The Prochlorococcus strain used here was originally collected from
the Sargasso Sea2,10, where it grows at considerable
depths and would benefit from an antenna system of the type reported
here in order to increase the collecting capacity of PS I. The ring
of Pcb proteins contributes a further 270 light-collecting chlorophyll
molecules to the 300 predicted to be associated with the PS I reaction-centre
trimer, assuming that the Pcb subunits each bind to 15 chlorophyll
molecules. The antenna ring therefore represents an increase of
90% in light-collecting capacity by the PcbPS I supercomplex
over that of PS I in cyanobacteria such as Synechocystis, when growing
in the absence of iron stress. In this latter case, the cyanobacterial
PS I/PS II ratio is about 3:1, compared with 1:1 in Prochlorococcus.
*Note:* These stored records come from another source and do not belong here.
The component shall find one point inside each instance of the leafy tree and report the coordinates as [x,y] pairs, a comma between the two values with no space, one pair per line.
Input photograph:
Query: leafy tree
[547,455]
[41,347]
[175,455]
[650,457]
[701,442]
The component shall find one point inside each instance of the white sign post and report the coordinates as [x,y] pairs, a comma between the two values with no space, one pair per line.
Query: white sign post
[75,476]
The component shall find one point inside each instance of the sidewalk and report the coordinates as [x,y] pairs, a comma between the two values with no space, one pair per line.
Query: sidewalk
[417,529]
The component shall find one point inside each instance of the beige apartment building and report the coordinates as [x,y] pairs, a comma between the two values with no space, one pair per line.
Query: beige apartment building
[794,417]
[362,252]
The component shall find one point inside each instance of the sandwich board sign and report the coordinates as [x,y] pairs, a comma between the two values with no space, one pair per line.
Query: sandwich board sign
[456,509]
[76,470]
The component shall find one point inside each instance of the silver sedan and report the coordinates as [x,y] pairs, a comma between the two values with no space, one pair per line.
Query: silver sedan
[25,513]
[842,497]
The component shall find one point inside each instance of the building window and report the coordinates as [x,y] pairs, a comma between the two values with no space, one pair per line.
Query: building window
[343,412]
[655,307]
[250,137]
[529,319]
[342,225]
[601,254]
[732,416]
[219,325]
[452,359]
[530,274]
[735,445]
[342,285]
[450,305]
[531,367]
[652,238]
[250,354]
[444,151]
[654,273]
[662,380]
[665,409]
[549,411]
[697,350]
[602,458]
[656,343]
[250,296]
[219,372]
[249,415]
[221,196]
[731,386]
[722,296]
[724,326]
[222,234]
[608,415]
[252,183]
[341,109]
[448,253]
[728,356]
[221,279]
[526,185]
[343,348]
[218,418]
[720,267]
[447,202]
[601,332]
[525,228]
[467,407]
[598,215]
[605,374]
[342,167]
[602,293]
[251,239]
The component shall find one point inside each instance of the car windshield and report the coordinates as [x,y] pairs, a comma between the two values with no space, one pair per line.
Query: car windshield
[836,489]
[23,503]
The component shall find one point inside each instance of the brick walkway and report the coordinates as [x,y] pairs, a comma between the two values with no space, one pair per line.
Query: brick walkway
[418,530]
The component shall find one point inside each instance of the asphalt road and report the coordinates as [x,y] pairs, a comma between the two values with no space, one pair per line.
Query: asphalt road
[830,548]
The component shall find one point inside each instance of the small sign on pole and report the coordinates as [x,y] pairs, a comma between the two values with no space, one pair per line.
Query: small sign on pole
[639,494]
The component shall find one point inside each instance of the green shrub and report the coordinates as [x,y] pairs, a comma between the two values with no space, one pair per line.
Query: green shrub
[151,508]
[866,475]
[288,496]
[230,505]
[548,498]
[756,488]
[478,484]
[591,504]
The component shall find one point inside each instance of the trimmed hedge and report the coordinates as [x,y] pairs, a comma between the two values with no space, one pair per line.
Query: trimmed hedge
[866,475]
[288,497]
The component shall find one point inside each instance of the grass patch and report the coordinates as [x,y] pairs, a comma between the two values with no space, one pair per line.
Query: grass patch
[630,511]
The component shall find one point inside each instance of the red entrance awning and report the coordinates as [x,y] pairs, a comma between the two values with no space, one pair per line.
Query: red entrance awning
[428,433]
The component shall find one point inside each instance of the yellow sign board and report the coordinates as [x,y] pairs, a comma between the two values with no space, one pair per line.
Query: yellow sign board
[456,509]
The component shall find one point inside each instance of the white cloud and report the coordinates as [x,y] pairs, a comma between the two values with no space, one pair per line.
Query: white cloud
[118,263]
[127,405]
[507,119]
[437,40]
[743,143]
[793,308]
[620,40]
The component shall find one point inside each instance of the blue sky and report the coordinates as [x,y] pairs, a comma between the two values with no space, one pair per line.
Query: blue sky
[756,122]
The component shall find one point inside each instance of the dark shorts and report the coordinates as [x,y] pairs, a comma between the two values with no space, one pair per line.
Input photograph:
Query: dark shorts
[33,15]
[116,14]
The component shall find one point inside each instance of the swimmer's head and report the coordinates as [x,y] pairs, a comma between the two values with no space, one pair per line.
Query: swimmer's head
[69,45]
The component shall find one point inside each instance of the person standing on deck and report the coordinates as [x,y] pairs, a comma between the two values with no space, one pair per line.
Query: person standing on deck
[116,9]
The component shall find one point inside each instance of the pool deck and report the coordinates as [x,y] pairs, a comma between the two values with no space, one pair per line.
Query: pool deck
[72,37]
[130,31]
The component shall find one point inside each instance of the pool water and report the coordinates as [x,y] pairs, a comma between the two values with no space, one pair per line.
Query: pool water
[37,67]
Under iron-stress conditions, however, when the IsiA antenna ring
forms around PS I, the PS I/PS II ratio drops to about 1: 1 in cyanobacteria
as well.
The formation of these Pcb and IsiA rings around PS I may therefore
represent a mechanism for increasing the efficiency of this photosystem
when its level is close to that of PS II. It is not clear whether
the PS I antenna ring is present in other types of chlorophyll b-containing
oxyphotobacteria, as the number of pcb genes differs in Prochloron,
Prochlorothrix and Prochlorococcus, as well as among different strains
of Prochlorococcus 5,7.
Although the relationship between gene number and structural features
in other strains of Prochlorococcus remains to be investigated,
our discovery of an antenna ring around PS I in both Prochlorococcus
and iron-deficient cyanobacteria6 opens up discussion on the regulation
of lightcollection systems in oxyphotobacteria, as well as having
implications for the evolution of these photosynthetic prokaryotes.
The structures give functional significance to the trimerization
of PS I in oxyphotobacteria, as well as providing new systems for
studying energy transfer in light-collecting antennae during photosynthesis.